Noah Horowitz, den die Art Basel als Direktor der auf Nord- und Südamerika fokussierten Messe in Miami Beach in diesem Jahr eigens angeheuert hat, soll den Erfolg noch weiter ausbauen. Er sieht bei den ausstellenden Galerien eine "unglaubliche Qualität". Es wäre zu viel gesagt, die deutschen Galerien als das Rückgrat der Art Basel Miami Beach zu bezeichnen, so Horowitz, doch aus seiner Sicht verkörpern sie eine "große Kunsttradition" und hätten langjährige Hingabe zur Kunst bewiesen. Insbesondere die "große und stringente Organisationsstruktur" von Galerien und die Museumsinfrastruktur der Deutschen haben es Horowitz angetan. Das könne durchaus eine "Lektion und Modell für viele andere Länder" sein, findet er.
"Messen sind keine Orte für Kunst"
Die Münchner Galerie von Matthias Kunz gehört eher zu den kleineren Häusern. Kunz kommt seit fünf Jahren nach Miami: "Für uns ist es die wichtige amerikanische Messe, die wir in Ergänzung zur Art Basel in der Schweiz gerne besuchen", sagt er. Hier treffe er neben den großen Sammlern auch auf ein neues, interessiertes Publikum, dass sich in das Thema Kunst gerade erst einarbeite. Seit 30 Jahren produziert Kunz Editionen von Georg Baselitz und Jörg Immendorff. Er hofft auf gute Verkaufserfolge, denn schließlich kostet es viel Geld, in Miami dabei zu sein. Zwischen 50.000 und 100.000 Dollar muss ein Galerist je nach Größe der Ausstellungsfläche und Menge der gezeigten Kunstwerke rechnen.
Der Berliner Galerist Burkhard Riemschneider dürfte mit seinen Kosten eher im oberen Bereich liegen. Er hat den "Tree" von Ai Weiwei und "Aurum Sphere" vom isländischen Künstler Olafur Eliasson nach Miami mitgebracht, beides raumgreifende Exponate. "Messen sind keine Orte, die für Kunst gemacht sind, sondern für den Markt", sagt er. Das möchte er ändern und das Augenmerk der Besucher mit den großen Kunstwerken auf das Wesentliche lenken - jenseits allen Kommerzes.
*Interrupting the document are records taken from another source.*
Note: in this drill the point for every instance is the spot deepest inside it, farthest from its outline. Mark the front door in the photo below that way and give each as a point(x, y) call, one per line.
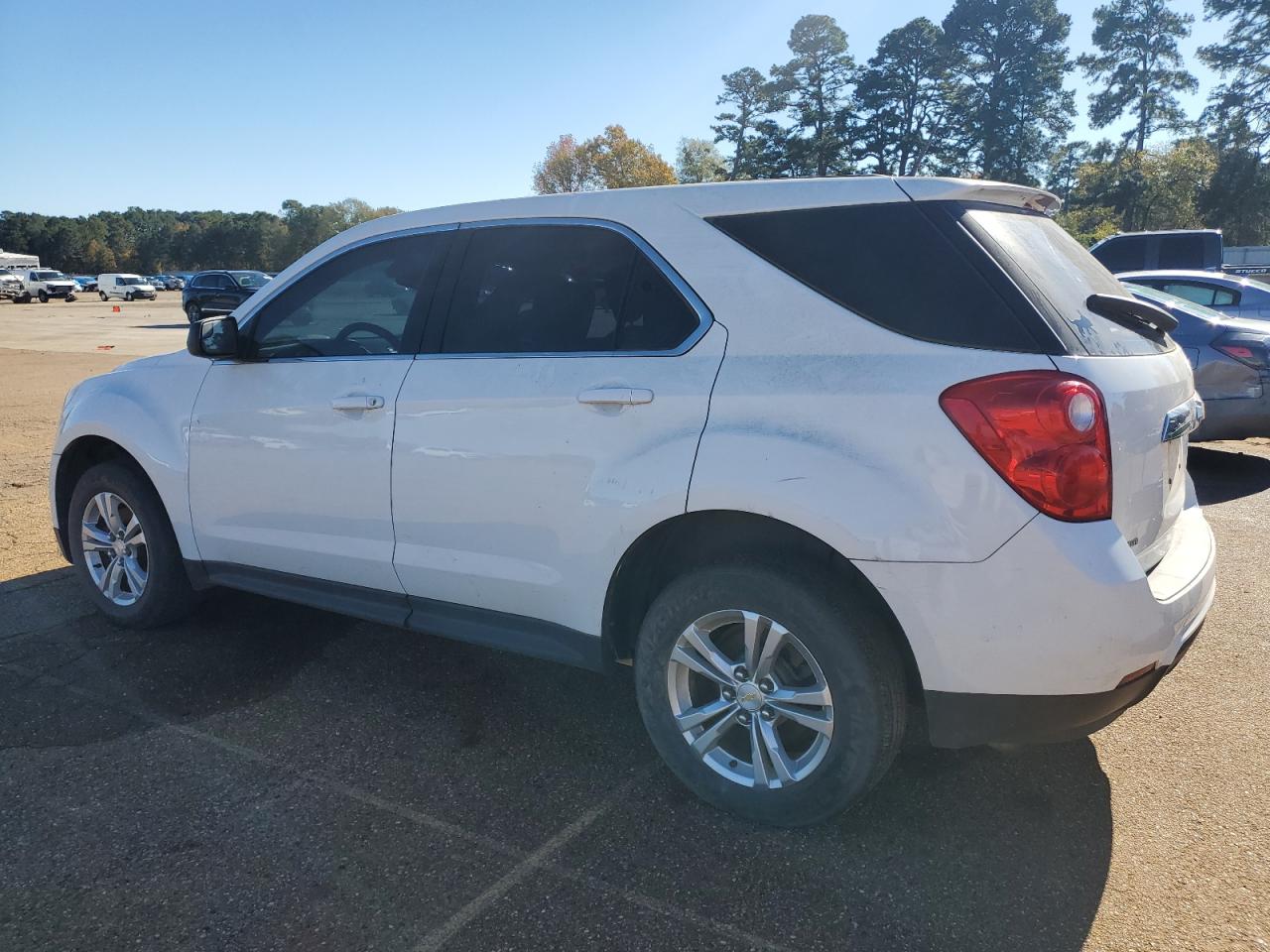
point(291, 449)
point(556, 419)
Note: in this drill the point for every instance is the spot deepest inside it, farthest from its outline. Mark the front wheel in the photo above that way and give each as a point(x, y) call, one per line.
point(125, 549)
point(770, 696)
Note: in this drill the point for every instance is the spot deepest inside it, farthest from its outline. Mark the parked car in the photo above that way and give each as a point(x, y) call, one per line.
point(722, 433)
point(1227, 294)
point(1194, 249)
point(209, 294)
point(1230, 359)
point(127, 287)
point(46, 284)
point(10, 286)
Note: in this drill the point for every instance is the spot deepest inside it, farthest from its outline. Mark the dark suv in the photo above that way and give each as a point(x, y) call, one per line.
point(218, 293)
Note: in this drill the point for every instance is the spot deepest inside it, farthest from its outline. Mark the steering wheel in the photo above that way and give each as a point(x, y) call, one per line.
point(393, 339)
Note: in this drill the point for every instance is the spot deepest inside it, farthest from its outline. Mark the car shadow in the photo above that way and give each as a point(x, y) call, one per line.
point(973, 849)
point(1222, 475)
point(236, 651)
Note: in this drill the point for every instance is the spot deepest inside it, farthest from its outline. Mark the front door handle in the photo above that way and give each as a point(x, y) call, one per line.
point(357, 402)
point(615, 397)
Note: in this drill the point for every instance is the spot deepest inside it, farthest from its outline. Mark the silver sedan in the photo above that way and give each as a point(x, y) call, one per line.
point(1230, 358)
point(1225, 294)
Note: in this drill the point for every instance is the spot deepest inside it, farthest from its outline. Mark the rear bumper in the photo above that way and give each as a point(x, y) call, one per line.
point(968, 720)
point(1034, 643)
point(1236, 417)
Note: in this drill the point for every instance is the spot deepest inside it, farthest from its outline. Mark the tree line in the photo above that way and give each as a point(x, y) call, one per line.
point(148, 241)
point(984, 94)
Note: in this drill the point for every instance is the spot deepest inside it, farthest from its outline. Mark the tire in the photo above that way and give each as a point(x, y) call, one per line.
point(166, 594)
point(847, 642)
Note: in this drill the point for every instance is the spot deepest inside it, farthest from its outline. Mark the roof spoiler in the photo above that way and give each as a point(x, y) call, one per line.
point(935, 189)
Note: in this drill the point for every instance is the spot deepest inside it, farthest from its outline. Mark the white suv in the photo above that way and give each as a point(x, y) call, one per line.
point(803, 452)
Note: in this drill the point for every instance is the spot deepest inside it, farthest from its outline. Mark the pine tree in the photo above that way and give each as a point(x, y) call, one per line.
point(1139, 67)
point(1014, 111)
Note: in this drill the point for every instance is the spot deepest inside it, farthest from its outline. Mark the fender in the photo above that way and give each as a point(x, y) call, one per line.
point(145, 408)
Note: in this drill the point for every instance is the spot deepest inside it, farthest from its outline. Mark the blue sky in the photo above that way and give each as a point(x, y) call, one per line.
point(239, 105)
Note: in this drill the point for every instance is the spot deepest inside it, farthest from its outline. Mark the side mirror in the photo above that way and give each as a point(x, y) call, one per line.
point(213, 336)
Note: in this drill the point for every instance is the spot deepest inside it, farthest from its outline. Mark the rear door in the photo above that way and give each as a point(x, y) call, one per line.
point(1143, 380)
point(556, 417)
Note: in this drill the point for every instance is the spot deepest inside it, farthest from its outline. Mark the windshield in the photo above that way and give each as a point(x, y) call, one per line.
point(250, 280)
point(1164, 298)
point(1062, 276)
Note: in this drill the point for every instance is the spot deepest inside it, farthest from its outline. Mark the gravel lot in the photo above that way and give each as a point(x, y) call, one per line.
point(275, 777)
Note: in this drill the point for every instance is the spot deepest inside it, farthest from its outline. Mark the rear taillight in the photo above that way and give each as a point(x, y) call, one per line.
point(1245, 348)
point(1046, 433)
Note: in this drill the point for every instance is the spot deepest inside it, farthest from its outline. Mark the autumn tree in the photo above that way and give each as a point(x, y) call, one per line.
point(698, 160)
point(616, 160)
point(1012, 59)
point(566, 168)
point(813, 86)
point(902, 98)
point(1139, 67)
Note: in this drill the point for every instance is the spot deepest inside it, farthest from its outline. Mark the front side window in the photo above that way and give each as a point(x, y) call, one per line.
point(563, 290)
point(362, 303)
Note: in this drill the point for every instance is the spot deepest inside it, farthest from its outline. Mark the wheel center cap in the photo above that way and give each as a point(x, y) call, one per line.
point(749, 697)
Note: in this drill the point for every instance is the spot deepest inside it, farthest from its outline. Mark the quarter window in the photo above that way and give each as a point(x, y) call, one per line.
point(562, 290)
point(363, 303)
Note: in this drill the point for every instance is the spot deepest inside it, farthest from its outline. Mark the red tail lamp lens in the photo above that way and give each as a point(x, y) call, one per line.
point(1046, 433)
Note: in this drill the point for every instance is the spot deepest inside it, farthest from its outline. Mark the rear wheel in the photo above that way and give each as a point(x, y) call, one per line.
point(770, 696)
point(125, 549)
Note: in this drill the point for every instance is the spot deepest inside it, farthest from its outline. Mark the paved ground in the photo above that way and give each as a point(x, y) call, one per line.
point(273, 777)
point(87, 325)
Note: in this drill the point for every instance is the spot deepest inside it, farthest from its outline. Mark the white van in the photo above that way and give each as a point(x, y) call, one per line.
point(126, 286)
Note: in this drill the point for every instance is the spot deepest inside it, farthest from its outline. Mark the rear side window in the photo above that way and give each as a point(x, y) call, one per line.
point(1123, 254)
point(890, 264)
point(1201, 294)
point(1178, 252)
point(562, 290)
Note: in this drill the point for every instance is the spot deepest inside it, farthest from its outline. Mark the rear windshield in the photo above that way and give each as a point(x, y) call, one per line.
point(1058, 276)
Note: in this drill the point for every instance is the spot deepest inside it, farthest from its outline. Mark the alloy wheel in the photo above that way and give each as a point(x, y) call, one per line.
point(114, 548)
point(749, 698)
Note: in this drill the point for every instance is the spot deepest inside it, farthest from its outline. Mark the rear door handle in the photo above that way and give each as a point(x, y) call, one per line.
point(357, 402)
point(616, 397)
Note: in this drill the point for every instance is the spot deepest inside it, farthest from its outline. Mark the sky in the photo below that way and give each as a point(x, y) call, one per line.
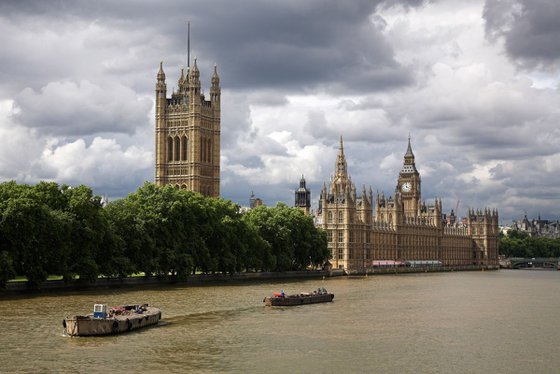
point(475, 84)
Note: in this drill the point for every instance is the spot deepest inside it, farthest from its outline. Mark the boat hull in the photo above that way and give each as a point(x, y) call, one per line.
point(302, 299)
point(89, 326)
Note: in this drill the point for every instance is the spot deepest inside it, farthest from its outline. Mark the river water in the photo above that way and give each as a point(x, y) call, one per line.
point(463, 322)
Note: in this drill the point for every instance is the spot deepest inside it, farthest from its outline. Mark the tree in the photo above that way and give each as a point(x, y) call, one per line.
point(7, 270)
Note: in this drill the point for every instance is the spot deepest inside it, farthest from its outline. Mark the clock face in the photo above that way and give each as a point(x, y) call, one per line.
point(406, 187)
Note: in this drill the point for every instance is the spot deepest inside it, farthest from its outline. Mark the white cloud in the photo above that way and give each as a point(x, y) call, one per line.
point(82, 108)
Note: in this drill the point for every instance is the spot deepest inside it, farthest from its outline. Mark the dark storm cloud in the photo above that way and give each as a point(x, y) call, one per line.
point(288, 44)
point(530, 28)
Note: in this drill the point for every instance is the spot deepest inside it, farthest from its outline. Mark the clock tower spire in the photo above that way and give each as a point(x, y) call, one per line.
point(409, 183)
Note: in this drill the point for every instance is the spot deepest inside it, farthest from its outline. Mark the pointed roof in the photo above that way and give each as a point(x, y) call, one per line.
point(161, 74)
point(409, 149)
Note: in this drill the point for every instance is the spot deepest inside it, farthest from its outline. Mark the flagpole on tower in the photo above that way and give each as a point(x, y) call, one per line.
point(188, 44)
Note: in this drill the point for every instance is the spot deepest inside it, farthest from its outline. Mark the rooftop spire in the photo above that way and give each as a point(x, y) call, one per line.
point(161, 74)
point(341, 160)
point(409, 149)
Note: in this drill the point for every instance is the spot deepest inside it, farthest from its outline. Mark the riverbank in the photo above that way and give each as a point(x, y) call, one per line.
point(14, 288)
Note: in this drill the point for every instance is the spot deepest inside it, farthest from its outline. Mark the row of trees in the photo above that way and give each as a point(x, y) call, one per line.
point(51, 229)
point(520, 244)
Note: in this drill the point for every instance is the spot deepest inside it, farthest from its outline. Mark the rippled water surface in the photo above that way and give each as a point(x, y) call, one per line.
point(468, 322)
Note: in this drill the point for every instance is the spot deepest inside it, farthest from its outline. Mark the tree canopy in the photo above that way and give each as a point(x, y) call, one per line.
point(159, 231)
point(520, 244)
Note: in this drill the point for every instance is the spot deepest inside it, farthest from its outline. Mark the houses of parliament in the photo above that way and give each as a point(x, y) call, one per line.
point(362, 230)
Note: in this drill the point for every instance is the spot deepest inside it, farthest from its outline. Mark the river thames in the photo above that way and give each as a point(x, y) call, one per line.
point(461, 322)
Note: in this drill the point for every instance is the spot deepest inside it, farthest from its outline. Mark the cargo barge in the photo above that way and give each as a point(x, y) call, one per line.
point(115, 320)
point(280, 299)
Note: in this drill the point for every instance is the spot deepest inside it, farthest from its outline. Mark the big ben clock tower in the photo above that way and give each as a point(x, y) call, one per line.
point(409, 184)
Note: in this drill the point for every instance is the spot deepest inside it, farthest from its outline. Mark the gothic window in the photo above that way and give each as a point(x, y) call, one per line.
point(176, 149)
point(184, 148)
point(169, 149)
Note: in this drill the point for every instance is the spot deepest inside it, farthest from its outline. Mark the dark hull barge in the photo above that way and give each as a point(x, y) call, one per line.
point(280, 299)
point(118, 320)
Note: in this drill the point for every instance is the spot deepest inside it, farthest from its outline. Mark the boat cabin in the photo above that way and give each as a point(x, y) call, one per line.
point(99, 310)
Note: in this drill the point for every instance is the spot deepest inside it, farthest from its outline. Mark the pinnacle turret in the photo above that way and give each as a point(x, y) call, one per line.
point(161, 74)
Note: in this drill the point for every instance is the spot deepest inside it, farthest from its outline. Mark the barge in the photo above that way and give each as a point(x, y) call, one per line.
point(115, 320)
point(280, 299)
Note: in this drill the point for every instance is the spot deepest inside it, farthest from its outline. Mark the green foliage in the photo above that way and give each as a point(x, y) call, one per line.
point(159, 231)
point(520, 244)
point(7, 270)
point(294, 241)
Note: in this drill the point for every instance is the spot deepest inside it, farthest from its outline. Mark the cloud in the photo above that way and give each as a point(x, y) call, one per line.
point(530, 30)
point(81, 108)
point(100, 165)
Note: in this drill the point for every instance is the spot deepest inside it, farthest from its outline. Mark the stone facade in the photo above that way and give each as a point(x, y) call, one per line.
point(538, 227)
point(187, 152)
point(362, 230)
point(303, 197)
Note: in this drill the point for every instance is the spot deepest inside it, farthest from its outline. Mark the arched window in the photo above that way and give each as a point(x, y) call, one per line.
point(169, 149)
point(176, 149)
point(185, 148)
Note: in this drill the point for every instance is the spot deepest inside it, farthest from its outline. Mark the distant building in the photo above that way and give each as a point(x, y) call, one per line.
point(303, 197)
point(362, 231)
point(187, 152)
point(254, 201)
point(537, 227)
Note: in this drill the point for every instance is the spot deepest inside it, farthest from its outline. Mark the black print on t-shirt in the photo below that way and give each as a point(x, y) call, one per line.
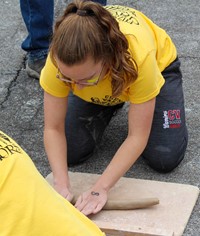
point(106, 101)
point(7, 148)
point(124, 14)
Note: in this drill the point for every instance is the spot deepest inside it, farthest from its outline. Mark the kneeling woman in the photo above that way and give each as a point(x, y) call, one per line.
point(101, 57)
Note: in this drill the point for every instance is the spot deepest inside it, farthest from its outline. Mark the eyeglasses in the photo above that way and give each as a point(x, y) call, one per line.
point(89, 82)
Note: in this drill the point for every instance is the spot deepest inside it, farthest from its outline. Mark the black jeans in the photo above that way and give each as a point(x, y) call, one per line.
point(86, 122)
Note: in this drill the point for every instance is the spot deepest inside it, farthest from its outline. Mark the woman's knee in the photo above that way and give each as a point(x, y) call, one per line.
point(164, 159)
point(77, 155)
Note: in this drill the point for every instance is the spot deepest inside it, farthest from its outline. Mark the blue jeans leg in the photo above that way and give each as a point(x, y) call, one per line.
point(85, 125)
point(38, 17)
point(169, 137)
Auch David Zwirner präsentiert auf seinem Messestand einige Großformate, darunter Bilder von Neo Rauch. "Made in Germany" als Markenzeichen sei sicher hilfreich beim Verkaufsgespräch, bestätigt er. Möglicherweise ist diese Wertschätzung in Miami und an anderen internationalen Kunstplätzen noch größer als in der Heimat: "Ich würde aber auch gerne mehr Kunst in Deutschland verkaufen. Das ist leider noch nicht der Fall, aber vielleicht kommt das ja noch."